El dirigente agrícola explicó que muchos productores enfrentarán dificultades para cubrir los créditos contratados durante el ciclo que concluye, debido a los bajos rendimientos obtenidos, situación que podría impedirles acceder a nuevo financiamiento para volver a sembrar.
"Muchos productores no van a salir a sembrar porque no van a tener la capacidad económica para hacerlo. Si no pueden pagar sus créditos, difícilmente podrán acceder a nuevos financiamientos y eso provocará que disminuya la superficie de siembra en el próximo ciclo", advirtió.
Los organismos agrícolas mantienen gestiones ante la Secretaría de Agricultura y Desarrollo Rural (Sader) para que se declare la contingencia derivada de las condiciones climáticas que afectaron la producción, indicó, lo que permitiría activar mecanismos de apoyo previstos en la legislación para atender este tipo de situaciones.
Pablos Domínguez señaló que el gobernador Alfonso Durazo Montaño también ha respaldado las gestiones ante el Gobierno Federal, con el propósito de obtener apoyos extraordinarios que permitan a los agricultores enfrentar las pérdidas registradas durante el ciclo agrícola.
Recordó que el Valle del Yaqui ya enfrentó una situación similar durante el ciclo 2014-2015, cuando las bajas temperaturas afectaron la producción de trigo, aunque consideró que el impacto actual es mayor por el incremento en los costos de producción y el nivel de endeudamiento de los agricultores.
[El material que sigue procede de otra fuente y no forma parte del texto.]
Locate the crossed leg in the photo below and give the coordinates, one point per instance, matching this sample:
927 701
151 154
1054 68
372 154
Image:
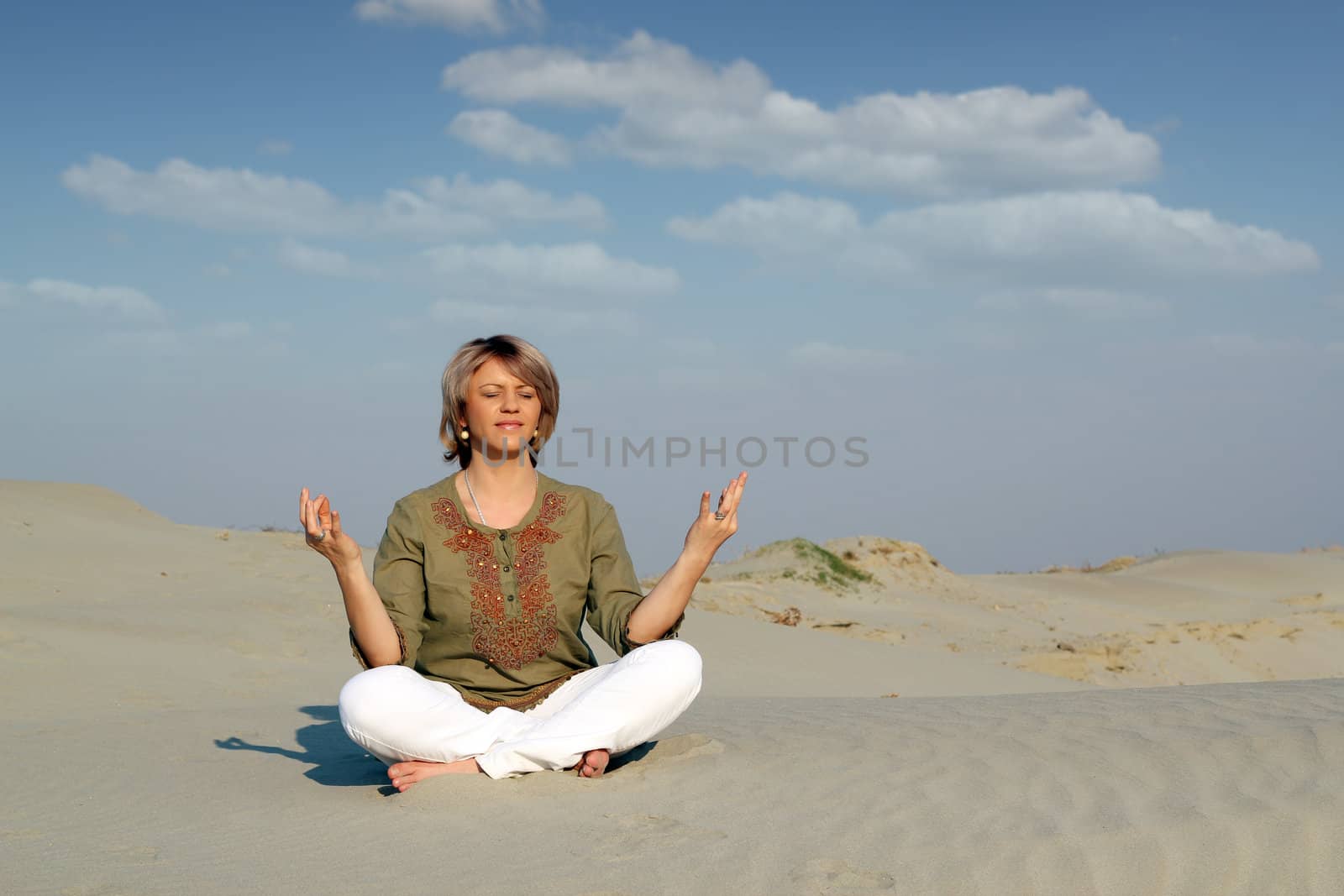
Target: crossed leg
423 728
La falta de rentabilidad ha provocado una disminución constante en el número de productores agrícolas, añadió, mientras que hace una década el Valle del Yaqui contaba con alrededor de seis mil agricultores, actualmente permanecen cerca de tres mil, reflejo de las dificultades económicas que enfrenta el sector.
Insistió en que una respuesta oportuna por parte de la Federación será determinante para evitar una reducción en la superficie agrícola del próximo ciclo y preservar la actividad productiva en una de las principales regiones agrícolas del país.